New Digital Assets (Market Regulation) Act 2023: a step towards a more regulated digital asset economy 

The Bill is consistent with the themes for timely, effective and proportionate digital asset regulation that Senator Bragg has long been proposing, being that:

  • regulation should focus on financial gatekeepers (liquidity providers; exchange operators; asset holders) and not the digital assets themselves; and
  • to the extent possible, regulation should leverage rules that already exist, are familiar to the financial sector and operate well.

If enacted, the new licensing framework will be established under a new Digital Assets (Market Regulation) Act 2023. The proposed licensing framework appears to have drawn from the processes and requirements that already exist in relation to obtaining and holding an Australian financial services licence (AFSL) under Chapter 7 of the Corporations Act 2001 (Cth) and an Australian credit licence (ACL) under Chapter 2 of the National Consumer Credit Protection Act 2009 (Cth).

Drawing on our experience assisting clients to apply for and vary AFSLs and ACLs, and to comply with ongoing compliance, conduct and disclosure requirements, this insight hypothesises what clients might expect in applying for and holding a digital assets licence (DAL).

The Bill is the second private member’s bill that Senator Bragg has introduced into parliament on this topic.
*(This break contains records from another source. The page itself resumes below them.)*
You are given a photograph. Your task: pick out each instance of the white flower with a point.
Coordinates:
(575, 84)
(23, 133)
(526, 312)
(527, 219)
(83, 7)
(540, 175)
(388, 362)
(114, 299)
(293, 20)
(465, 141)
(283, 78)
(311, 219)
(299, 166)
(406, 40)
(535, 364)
Senator Bragg introduced the Digital Assets (Market Regulation) Bill 2022 to the Senate in September 2022.

When in Government, the Liberal party made a number of commitments to progress an Australian digital assets agenda. After losing the Federal election in May 2022, the Liberal party no longer had the support of the Treasury to pursue these initiatives. However, Senator Bragg has continued to be vocal in his support for Australia becoming a technology and financial centre, and in particular delivering on the recommendations made by the 2021 Senate Select Committee on Australia as a Technology and Financial Centre. 

The parliamentary and legislative agenda is generally set by the Government. Private members’ bills give all members of parliament an opportunity to introduce topics and participate in debates. It is a core feature of representative and participatory democracy. 

Once introduced in the Senate, a private member’s bill is read and debated at least twice and, if agreed and passed, is transmitted to the House of Representatives. The bill will then be read and debated in the House. If both the Senate and the House of Representatives agree, the bill can be passed into law.  

The total number of private members bills introduced into Parliament has increased, however very few ultimately gain the required support to be passed into law.